In this week’s news, Facebook founder, Mark Zuckerberg visits Nigeria and Kenya, and African migrants flow into Mexico.
Mexico Issues Transit Visas to African Migrants
According to an Associated Press story reprinted by the Colorado Springs Gazette, authorities in Mexico have recently issued transit visas to an estimated 424 African migrants on their way to the United States.
The migrants are expected to apply for asylum in the United States when they get to the U.S.-Mexico border, the report states.
This story is intriguing because the recent flood of migrants into European Union countries has dominated the news. Not much has been reported about migrants from the African continent going elsewhere.
“Immigration support staff in Tijuana has been aiding migrants from the Congo, Somalia and Ghana to arrive at the U.S. port of entry at San Isidro,” The Gazette reports.
Founder of Facebook Visits Nigeria and Kenya
When a young internet tycoon like Mark Zuckerberg goes to a continent that is often described by Western media as poor or third world, what are people supposed to do? Stay quiet?
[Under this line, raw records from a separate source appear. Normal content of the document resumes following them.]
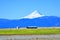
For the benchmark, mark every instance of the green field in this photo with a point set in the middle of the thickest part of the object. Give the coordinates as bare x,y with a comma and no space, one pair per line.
42,31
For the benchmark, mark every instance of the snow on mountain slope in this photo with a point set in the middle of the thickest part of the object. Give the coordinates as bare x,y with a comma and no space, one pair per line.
34,14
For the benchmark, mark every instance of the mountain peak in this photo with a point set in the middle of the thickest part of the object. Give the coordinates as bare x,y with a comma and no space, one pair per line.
34,14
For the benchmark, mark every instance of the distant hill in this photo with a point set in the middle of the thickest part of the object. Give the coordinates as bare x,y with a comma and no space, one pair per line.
45,21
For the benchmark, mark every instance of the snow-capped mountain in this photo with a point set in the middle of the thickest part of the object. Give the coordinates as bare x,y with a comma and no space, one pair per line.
34,14
34,19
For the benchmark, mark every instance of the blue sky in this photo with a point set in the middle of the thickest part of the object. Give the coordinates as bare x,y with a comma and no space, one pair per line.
15,9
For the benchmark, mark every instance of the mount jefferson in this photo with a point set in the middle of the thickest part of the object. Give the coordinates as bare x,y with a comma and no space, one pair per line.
33,19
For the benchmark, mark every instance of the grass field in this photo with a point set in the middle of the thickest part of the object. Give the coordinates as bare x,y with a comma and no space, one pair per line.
42,31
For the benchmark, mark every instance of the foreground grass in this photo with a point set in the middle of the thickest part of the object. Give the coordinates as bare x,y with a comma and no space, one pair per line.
31,31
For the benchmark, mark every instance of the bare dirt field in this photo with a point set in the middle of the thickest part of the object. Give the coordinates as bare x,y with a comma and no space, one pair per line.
30,37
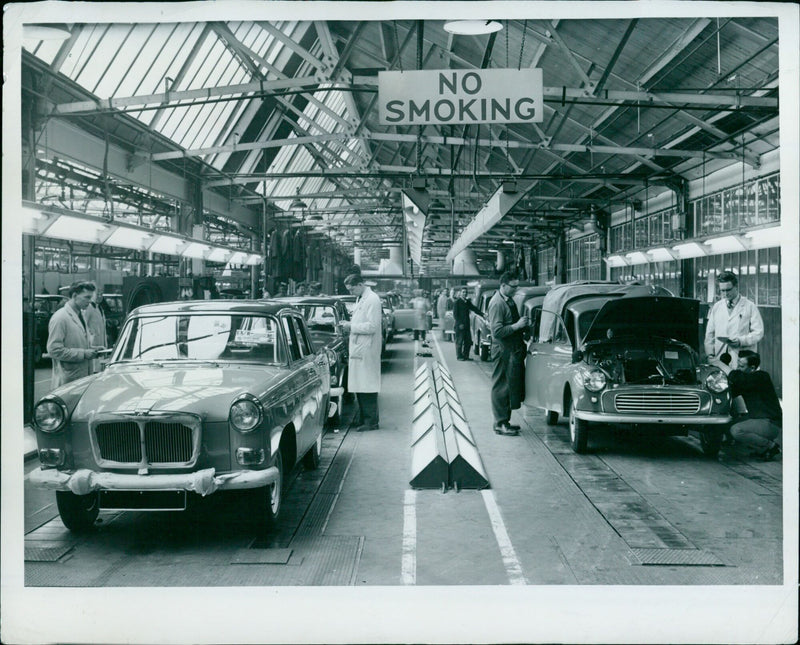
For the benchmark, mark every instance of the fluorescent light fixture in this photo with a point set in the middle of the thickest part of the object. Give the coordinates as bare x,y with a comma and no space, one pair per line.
637,257
195,250
689,250
472,27
764,238
167,244
219,254
726,244
66,227
615,261
128,238
661,254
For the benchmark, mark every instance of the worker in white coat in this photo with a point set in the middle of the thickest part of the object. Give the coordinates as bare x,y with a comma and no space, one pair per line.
364,365
68,341
734,324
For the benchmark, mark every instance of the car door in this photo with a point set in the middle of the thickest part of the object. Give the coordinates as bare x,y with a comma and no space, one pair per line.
547,363
312,386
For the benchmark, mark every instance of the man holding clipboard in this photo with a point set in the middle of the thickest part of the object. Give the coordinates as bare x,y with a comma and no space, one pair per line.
734,323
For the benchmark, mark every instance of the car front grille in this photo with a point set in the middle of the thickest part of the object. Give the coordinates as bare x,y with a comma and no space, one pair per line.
164,442
657,402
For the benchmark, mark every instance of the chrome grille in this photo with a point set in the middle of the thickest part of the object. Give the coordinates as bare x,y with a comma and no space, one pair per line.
657,402
167,442
119,441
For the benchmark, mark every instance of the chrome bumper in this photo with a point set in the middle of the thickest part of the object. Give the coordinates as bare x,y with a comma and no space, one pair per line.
203,482
604,417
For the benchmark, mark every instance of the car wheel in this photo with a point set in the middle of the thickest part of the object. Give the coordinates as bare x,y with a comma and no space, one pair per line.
578,431
274,495
311,459
78,512
711,442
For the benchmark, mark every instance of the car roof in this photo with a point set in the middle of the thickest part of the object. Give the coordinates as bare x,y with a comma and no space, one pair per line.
305,300
213,306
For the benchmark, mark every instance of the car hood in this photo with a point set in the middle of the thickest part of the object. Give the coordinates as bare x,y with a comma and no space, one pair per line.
201,389
647,317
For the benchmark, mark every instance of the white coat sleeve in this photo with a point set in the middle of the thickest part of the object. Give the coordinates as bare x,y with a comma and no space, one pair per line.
56,337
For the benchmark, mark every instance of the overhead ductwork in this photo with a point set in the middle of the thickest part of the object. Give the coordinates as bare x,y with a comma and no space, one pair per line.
464,263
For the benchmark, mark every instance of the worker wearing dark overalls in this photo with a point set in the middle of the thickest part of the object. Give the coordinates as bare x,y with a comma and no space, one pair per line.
508,354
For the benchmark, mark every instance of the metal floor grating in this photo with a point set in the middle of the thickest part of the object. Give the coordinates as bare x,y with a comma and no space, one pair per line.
677,557
46,553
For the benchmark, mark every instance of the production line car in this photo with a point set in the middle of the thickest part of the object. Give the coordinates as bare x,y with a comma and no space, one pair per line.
198,397
323,316
605,353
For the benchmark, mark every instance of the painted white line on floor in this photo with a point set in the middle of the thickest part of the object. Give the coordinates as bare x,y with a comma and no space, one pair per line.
341,485
510,561
409,565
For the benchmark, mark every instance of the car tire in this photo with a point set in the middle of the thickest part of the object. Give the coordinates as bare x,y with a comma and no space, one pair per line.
578,431
78,512
312,457
711,442
272,498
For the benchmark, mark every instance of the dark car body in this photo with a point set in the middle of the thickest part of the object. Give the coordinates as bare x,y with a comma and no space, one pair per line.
323,315
44,306
605,353
198,397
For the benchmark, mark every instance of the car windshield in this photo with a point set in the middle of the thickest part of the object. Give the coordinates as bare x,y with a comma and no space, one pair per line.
196,336
319,318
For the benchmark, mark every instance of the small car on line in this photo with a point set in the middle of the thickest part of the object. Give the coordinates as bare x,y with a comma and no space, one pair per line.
612,354
198,397
323,316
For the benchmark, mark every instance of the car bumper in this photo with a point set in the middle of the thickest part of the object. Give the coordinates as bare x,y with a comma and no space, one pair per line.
203,482
604,417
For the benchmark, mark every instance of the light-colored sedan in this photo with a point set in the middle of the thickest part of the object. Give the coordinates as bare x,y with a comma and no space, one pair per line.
198,397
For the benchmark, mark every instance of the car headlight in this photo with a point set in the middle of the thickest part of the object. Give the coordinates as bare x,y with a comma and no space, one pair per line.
246,413
595,380
717,381
50,414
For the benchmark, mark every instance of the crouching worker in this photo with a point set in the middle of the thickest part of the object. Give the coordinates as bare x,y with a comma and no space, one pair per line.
760,426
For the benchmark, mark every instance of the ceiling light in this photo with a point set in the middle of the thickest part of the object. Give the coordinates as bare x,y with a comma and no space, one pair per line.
637,257
616,261
128,238
66,227
689,250
472,27
727,244
166,244
195,250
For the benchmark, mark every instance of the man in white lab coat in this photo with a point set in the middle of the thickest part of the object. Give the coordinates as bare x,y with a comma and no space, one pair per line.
734,323
364,365
68,341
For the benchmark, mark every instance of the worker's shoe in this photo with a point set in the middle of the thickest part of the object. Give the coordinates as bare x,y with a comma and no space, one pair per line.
505,429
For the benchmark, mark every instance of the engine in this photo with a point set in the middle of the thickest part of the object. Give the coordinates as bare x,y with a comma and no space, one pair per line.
636,362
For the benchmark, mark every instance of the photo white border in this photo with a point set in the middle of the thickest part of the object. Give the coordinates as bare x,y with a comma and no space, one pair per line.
553,613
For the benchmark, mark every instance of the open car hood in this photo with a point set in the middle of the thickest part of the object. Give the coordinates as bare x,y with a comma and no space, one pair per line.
648,317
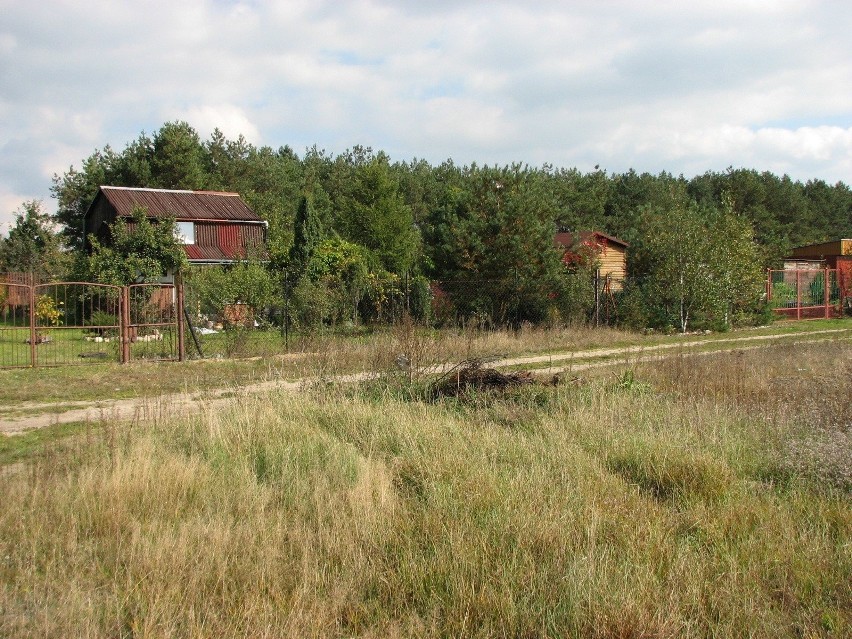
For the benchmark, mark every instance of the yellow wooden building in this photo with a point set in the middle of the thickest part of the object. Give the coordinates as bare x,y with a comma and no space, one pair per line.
609,252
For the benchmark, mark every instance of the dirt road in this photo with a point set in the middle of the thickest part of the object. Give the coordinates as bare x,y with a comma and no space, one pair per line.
43,415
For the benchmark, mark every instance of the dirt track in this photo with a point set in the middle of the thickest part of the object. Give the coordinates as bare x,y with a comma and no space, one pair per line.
146,407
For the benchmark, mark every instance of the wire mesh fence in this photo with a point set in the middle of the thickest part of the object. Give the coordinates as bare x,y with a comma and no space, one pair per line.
304,313
74,323
806,294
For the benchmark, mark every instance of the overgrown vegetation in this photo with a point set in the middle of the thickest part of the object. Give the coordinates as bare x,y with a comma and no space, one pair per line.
673,501
482,235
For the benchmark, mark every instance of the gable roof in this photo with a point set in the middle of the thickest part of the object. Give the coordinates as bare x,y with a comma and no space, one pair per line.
182,205
567,240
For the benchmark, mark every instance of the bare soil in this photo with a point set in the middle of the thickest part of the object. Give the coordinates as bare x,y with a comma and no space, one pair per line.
34,415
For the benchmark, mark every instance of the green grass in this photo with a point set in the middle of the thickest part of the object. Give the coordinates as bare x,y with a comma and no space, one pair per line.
683,499
33,444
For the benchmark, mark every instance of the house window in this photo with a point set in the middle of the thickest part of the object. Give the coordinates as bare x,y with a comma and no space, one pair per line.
186,232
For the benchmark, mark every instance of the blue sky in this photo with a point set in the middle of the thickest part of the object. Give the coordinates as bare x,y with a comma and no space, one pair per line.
654,86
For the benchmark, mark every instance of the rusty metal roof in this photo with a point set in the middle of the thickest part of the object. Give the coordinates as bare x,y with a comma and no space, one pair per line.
567,240
182,205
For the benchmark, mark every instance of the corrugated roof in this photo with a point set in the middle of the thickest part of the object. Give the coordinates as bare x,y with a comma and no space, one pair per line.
182,205
567,240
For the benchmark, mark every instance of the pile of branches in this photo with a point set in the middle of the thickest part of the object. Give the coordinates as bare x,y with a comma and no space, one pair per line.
472,375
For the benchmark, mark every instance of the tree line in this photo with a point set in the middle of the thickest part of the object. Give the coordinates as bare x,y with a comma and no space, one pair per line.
354,227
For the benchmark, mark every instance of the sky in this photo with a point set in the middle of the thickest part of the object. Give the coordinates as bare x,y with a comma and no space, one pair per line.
681,87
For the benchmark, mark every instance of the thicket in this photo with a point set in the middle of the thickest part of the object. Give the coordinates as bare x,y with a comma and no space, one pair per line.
694,497
357,229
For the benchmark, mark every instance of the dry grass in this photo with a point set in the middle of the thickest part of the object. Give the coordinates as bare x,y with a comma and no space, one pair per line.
647,505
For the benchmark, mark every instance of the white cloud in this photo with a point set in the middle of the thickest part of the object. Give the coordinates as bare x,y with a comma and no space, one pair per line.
649,85
229,119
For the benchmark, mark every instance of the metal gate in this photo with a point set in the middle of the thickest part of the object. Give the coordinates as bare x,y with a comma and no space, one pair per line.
151,320
73,323
806,294
16,350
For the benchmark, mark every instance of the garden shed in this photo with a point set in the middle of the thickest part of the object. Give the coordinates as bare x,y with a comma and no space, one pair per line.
214,227
610,253
820,256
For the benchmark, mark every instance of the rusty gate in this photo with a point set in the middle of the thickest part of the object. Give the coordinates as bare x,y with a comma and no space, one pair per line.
73,323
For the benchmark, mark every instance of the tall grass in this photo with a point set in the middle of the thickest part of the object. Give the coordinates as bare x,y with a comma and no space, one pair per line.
639,506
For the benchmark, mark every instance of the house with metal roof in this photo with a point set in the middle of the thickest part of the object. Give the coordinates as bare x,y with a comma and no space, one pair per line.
214,227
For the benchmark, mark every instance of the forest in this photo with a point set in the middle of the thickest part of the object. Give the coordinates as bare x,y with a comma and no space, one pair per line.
360,221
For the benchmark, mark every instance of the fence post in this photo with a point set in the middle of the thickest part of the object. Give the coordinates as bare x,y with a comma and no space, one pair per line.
125,324
181,325
33,362
769,286
597,297
798,295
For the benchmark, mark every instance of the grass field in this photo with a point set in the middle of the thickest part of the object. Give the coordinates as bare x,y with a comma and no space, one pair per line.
692,497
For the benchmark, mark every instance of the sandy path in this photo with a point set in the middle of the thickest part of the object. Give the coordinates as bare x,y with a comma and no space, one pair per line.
147,407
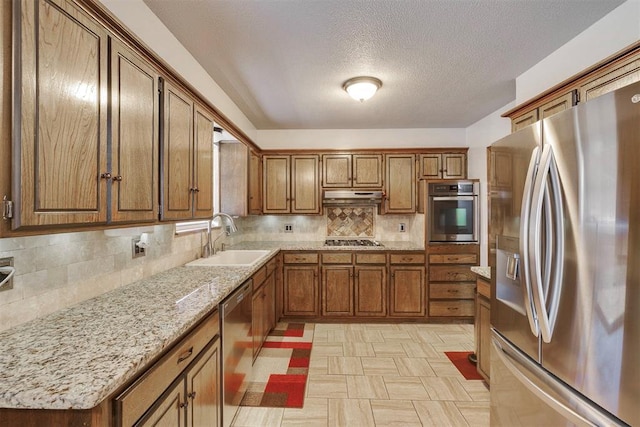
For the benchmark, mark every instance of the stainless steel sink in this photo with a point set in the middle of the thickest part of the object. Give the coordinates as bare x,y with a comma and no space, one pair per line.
231,258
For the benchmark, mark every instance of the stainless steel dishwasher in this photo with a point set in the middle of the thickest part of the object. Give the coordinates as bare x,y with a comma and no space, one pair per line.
237,349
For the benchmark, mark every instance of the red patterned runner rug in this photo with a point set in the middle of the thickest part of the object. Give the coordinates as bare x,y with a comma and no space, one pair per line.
280,372
460,360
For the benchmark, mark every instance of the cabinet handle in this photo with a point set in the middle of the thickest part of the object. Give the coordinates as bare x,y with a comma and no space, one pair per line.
184,356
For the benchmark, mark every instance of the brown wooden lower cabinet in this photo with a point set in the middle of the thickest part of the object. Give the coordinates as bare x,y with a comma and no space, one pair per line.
370,291
407,291
451,282
301,286
483,327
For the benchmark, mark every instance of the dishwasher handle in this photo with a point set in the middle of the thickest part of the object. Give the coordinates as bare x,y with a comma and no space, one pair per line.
236,297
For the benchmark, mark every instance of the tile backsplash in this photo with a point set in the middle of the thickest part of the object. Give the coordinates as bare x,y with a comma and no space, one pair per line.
56,271
350,222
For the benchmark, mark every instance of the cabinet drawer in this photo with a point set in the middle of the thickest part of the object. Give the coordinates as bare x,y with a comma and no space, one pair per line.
451,308
301,258
337,258
258,277
138,397
272,265
406,259
441,273
453,259
484,288
451,290
371,258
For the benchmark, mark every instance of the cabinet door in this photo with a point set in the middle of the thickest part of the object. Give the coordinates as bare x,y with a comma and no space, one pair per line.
255,184
134,130
256,320
300,290
483,325
367,170
619,75
336,170
407,288
203,389
454,166
401,183
337,290
61,147
276,193
304,185
203,163
500,174
370,291
168,410
178,154
430,166
524,120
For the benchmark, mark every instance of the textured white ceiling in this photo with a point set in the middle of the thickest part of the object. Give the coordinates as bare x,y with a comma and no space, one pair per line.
443,64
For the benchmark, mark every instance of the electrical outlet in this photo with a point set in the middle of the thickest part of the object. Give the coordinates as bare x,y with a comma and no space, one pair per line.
6,262
137,251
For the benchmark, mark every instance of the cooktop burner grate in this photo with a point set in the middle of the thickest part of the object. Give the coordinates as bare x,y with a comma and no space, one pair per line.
351,242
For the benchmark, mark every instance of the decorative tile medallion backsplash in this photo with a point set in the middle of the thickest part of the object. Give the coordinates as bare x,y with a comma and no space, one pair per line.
350,222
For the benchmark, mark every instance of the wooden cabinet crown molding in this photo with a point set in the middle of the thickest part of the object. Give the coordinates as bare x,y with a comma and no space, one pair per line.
576,81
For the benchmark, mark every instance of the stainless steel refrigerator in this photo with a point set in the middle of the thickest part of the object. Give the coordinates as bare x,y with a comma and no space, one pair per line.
565,310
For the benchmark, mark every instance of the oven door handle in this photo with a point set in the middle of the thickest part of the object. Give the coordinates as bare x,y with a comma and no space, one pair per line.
453,198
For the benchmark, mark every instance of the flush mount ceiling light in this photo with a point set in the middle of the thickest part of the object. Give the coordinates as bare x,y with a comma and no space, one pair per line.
362,88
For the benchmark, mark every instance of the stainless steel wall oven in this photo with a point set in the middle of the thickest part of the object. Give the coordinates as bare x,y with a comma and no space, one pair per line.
454,213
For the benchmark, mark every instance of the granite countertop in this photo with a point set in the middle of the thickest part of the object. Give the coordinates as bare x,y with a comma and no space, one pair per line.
77,357
319,246
482,271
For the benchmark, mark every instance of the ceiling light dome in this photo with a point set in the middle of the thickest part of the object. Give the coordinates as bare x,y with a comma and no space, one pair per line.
362,88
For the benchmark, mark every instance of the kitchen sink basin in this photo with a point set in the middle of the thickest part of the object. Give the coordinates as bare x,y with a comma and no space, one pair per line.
232,258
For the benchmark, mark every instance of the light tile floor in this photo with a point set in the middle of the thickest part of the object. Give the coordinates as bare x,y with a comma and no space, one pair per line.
383,375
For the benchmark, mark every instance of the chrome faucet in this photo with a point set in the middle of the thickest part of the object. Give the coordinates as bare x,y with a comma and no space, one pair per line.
210,247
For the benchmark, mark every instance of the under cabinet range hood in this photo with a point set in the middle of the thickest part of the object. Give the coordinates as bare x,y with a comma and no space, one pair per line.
351,197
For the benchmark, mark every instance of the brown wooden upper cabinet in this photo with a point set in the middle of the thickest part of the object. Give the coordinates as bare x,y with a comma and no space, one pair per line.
187,157
240,180
290,184
352,170
560,103
400,183
611,78
443,166
65,161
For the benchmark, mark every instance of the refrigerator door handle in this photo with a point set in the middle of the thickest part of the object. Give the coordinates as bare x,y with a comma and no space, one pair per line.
524,244
545,281
555,394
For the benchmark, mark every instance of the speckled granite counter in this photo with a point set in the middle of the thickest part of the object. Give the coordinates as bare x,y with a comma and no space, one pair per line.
77,357
319,246
482,271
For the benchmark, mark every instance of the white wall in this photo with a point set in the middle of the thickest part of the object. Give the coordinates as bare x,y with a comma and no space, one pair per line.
479,136
148,28
360,138
617,30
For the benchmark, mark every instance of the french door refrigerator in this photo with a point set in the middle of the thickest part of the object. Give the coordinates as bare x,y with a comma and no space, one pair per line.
565,310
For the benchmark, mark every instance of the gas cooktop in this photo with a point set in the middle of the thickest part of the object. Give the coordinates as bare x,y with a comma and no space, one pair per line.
351,242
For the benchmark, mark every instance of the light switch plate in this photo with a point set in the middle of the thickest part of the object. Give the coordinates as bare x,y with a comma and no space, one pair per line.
4,262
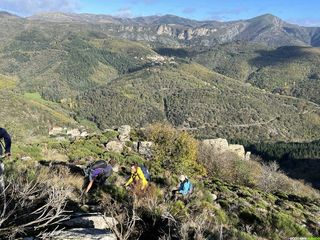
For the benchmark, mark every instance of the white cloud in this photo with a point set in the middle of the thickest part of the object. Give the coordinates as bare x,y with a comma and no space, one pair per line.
29,7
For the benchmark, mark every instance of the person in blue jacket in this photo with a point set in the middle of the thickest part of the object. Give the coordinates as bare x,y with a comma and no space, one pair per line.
184,189
7,142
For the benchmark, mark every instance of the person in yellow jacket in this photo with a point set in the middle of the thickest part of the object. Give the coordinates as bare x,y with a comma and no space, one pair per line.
137,178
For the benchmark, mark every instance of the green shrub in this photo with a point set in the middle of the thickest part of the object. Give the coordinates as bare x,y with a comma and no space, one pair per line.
174,150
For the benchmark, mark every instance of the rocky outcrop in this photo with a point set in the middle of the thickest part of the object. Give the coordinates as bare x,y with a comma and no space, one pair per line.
115,146
124,133
84,234
60,133
93,220
238,150
221,145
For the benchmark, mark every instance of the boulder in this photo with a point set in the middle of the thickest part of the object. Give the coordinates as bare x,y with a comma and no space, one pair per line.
84,134
135,146
55,131
26,158
115,146
213,197
74,132
238,150
124,133
248,156
84,234
145,148
96,221
219,144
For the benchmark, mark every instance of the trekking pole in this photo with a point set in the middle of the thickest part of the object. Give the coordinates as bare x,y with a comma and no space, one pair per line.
2,185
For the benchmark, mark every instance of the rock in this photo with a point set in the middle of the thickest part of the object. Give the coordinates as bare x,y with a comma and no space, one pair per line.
237,149
214,197
74,132
84,234
135,146
116,168
96,221
124,133
248,156
145,148
55,131
26,158
84,134
115,146
219,144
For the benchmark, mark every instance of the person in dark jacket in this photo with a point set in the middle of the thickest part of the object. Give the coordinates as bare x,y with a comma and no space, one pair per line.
99,174
7,142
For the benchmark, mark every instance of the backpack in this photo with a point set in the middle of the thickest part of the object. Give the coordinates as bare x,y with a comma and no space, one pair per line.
95,165
146,172
190,190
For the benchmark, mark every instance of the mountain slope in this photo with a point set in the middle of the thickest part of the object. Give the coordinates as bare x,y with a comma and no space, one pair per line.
194,98
290,71
177,31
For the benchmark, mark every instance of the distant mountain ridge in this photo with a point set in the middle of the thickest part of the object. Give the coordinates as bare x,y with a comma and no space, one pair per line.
266,29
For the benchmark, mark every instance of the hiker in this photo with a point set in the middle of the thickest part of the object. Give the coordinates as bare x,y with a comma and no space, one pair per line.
138,177
98,173
7,141
184,188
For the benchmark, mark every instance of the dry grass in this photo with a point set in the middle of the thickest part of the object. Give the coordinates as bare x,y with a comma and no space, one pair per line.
266,177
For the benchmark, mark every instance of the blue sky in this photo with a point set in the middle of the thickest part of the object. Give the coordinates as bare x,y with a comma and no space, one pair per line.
295,11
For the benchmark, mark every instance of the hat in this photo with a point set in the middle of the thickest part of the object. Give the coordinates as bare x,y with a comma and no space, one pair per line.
182,178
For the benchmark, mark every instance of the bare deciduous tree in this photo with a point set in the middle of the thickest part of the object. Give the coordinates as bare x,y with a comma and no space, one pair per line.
125,220
31,207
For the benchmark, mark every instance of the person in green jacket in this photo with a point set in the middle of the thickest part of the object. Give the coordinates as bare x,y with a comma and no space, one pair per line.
137,178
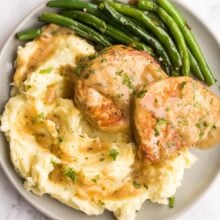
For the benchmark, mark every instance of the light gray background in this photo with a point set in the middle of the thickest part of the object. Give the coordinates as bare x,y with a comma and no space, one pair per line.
12,206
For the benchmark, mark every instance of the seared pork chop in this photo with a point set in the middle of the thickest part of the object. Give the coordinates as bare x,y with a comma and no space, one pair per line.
108,82
174,114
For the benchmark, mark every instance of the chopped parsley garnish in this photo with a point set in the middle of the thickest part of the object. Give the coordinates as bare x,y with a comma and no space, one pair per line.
71,174
182,84
113,154
171,202
136,185
95,179
126,79
41,117
54,163
160,122
201,125
141,93
60,139
46,71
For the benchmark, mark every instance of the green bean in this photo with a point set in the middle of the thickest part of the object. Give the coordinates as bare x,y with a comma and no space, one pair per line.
190,39
163,37
107,29
174,29
156,20
194,67
73,4
137,30
79,28
29,34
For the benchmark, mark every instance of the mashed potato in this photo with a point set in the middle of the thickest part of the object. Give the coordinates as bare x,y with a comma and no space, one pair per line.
58,153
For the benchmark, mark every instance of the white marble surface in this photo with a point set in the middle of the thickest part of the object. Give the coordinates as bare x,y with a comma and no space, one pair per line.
12,206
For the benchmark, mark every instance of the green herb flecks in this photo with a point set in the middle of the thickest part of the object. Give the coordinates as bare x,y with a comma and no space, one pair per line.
53,162
160,122
141,94
171,202
46,71
71,174
60,139
137,185
182,85
126,79
95,179
113,154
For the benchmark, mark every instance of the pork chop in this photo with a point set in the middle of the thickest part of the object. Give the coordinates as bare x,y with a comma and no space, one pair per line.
108,82
174,114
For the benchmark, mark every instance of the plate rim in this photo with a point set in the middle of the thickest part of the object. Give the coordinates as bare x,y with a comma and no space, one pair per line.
4,168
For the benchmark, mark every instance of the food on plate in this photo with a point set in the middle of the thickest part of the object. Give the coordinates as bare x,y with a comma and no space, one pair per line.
103,111
55,149
175,114
107,83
Not at all.
Everyone is talking about Zuckerberg’s visit to the African continent. That’s right!
Zuckerberg, whose company Facebook is pioneering a new way to deliver the internet from space, made the surprise trip to Lagos, the Nigerian capital on August 30 to a lot of media fanfare.
The story line is that Zuckerberg is very excited about Nigeria. On September 1, he visited Nairobi, the Kenyan capital to lots of fanfare as well.
As he prepared for a meeting with developers in Lagos, August 30, Zuckerberg said on his Facebook page, “Building a more connected world is an opportunity to listen to the world’s many voices.”
Meanwhile the visit to Nigeria and Kenya has brought on a controversy of its own.
Apparently some are upset with CNN for what they believe is a mischaracterization of Nigeria when a writer wrote a misleading headline which identified the country as “sub-Saharan Africa” instead of Nigeria.
The story prompted Quartz Africa to question why we still use the term “sub-Saharan Africa” when there are other phases or terminology that could be used in its place.